I did receive my bodhrán in the mail early last summer and have been practicing, though progressing slowly with the limited free learning material online. I am considering paying for a course from the Online Academy of Irish Music, though I tend to shy away from online courses since I only spend so much time online on something other than my phone. It may be worth a try, however, until I have access to in-person lessons.

I've only used the bodhrán a couple times in prayer, I have to get a better range of rhythms down before I'll be confident in utilizing it for ceremonial reasons. For now it's mostly just fun to practice. Most of my spiritually-focused studies this past summer was centered around practicing reciting poetry in Irish, as well as learning some new songs. I also wrote a basic devotional rite for Brighid and am currently working on one for Manannán Mac Lir. They're mostly a starting point and I expect I'll have a dozen drafts before I'm fully satisfied with what I'm doing, but it's progress. I had begun research on an article I was going to write with my partner about regional varieties of juniper, but we seemed to have bit off more than we could chew at the time with both professional and house work to complete, always, and so we've just been taking notes on varieties that we find travelling around. The varieties we've noted so far being in Minnesota, Colorado, and New Mexico. I plan to keep an eye out on our trip back home, or wherever we decide to go after this Winter, for different varieties and take some samples to compare. My partner will help me with the identification, plants are his thing.

I hope everyone is keeping warm and healthy this Winter, we've made it through the longest nights, though the coldest are yet to come.

Tuesday, May 19, 2015

Returning to Greeeeeeeen!!!

I've made it back home to Minnesota!

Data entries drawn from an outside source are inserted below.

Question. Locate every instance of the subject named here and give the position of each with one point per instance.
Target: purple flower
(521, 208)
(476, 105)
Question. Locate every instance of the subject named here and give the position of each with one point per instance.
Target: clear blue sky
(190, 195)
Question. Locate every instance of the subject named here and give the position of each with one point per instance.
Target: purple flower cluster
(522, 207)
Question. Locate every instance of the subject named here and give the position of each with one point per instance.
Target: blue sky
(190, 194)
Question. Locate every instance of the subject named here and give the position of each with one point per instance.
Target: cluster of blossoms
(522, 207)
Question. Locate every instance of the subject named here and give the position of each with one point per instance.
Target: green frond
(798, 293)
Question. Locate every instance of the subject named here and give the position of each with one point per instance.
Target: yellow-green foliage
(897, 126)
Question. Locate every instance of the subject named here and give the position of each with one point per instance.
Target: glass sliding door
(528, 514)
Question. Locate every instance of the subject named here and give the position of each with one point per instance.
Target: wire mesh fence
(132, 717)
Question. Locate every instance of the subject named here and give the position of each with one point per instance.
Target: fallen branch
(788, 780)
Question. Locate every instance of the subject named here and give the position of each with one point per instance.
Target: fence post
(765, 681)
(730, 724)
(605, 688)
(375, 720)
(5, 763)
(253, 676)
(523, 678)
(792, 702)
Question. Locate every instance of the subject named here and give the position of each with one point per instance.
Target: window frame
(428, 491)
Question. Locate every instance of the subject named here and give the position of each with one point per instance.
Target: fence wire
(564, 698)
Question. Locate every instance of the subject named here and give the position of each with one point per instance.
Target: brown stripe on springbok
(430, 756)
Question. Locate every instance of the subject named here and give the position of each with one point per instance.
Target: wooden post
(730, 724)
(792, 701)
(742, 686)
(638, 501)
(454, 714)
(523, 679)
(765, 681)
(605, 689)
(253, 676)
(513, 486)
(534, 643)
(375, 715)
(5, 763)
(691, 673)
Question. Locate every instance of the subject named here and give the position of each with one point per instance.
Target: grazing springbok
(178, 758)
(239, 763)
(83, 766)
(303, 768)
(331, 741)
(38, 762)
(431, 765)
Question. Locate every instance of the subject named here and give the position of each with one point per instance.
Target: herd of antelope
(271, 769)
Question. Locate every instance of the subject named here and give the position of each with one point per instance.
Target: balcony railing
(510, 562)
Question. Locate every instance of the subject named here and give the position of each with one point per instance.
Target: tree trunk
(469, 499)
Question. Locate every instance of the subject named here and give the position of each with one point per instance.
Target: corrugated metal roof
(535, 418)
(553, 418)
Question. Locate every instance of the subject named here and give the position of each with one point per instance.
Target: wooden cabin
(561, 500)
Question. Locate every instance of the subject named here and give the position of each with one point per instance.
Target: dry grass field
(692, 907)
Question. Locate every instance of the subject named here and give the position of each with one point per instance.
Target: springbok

We took quite an amazing trip back home going north through Yellowstone before heading back here, so I'll have to share some of those photos for later. Since I've been back its mostly been a lot of job hunting and preparing for the season with less time to do some of the research I would like to. On our return the weather was beautiful, though we've had quite a few (much needed) rainstorms and one good thunderstorm and everything is definitely alive and growing because of it! I was especially happy to see that we didn't miss the start of the asparagus, which is now popping up and on its way to overwhelming me with excessive harvests.

Along with the asparagus, we came home to and discovered ramps! Also known as wild leeks, we've come to find that we prefer these over other onion-like greens, with a great garlicky-onion taste. Not sure what's taken us so long to find these. Though it should be noted that, while they may grow in massive patches, they take a long time (5-7 years according to some sources) to mature so we've stuck to cutting them without pulling out the bulb (despite that being the best part). 

The ramps are the broader leaves in the center.

Unfortunately, we still haven't been able to find much in the way of good mushrooms on our small piece of land, but the plan is to hunt elsewhere and attempt spreading the spores around. With luck we may have some in the future! 

Now that we've returned I've done some scoping around the land and woods to find a good secluded spot where I can spend more time in prayer. I'm starting to realize its really not the best area in general, but I can probably make do. We live on the highway that goes around Lake Mille Lacs, so traffic noise may become an issue on the weekends. We have a pond behind our house that may be a good spot, though I'm starting to realize that insects are going to be an issue, as well. If you've never been in the wet and wooded heart of Minnesota, we have bugs. A LOT of them. To the point that you have to close the windows, because the buzz of the swarms are too loud. And this year it seems Winter may not have been cold enough to kill off a lot of the eggs from last year, so we arrived to find the mosquitoes have already hatched, matured, and biting though not yet in the quantities we'll see next year. We also have a good number of ticks and we can't really go outside without getting at least one. Anyways, here are some photos of the land, just because.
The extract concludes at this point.